Date of Original Version



Biomedical and Pharmaceutical Sciences


Persistent inward calcium and sodium currents (IP) activated during motoneuron recruitment help synaptic inputs maintain self-sustained firing until de-recruitment. Here, we estimate the contribution of the IP to self-sustained firing in human motoneurons of varying recruitment threshold by measuring the difference in synaptic input needed to maintain minimal firing once the IP is fully activated compared with the larger synaptic input required to initiate firing prior to full IP activation.
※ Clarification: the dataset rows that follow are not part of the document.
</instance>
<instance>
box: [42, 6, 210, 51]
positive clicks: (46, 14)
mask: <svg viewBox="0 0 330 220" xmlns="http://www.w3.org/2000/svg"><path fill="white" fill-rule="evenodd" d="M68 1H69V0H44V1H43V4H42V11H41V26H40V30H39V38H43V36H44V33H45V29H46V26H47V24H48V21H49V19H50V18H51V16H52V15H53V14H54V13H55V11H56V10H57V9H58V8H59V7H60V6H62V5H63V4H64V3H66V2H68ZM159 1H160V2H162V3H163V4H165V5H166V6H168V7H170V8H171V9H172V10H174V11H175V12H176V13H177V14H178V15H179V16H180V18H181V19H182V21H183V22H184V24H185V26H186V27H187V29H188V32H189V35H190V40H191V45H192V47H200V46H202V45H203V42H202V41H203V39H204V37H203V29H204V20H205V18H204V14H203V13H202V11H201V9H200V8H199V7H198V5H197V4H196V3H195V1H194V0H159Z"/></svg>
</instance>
Synaptic input to ≈20 dorsiflexor motoneurons simultaneously recorded during ramp contractions was estimated from firing profiles of motor units decomposed from high-density surface-EMG. To avoid errors introduced when using high-threshold units firing in their nonlinear range, we developed methods where the lowest-threshold units firing linearly with force were used to construct a composite (control) firing rate profile to estimate synaptic input to the higher-threshold (test) units. The difference in the composite firing rate (synaptic input) at the time of test unit recruitment and de-recruitment (ΔF=Frecruit-Fde-recruit) was used to measure IP amplitude that sustained firing. Test units with recruitment thresholds 1-30% of maximum had similar ΔFs, which likely included both slow and fast motor units activated by small and large motoneurons, respectively. This suggests that the portion of the IP that sustains firing is similar across a wide range of motoneuron sizes. Higher-threshold units had more prolonged accelerations in firing rate at the onset of recruitment compared to lower-threshold units, likely reflecting IP activation closer to firing onset in the higher-threshold units, but well before firing onset in the lower-threshold units.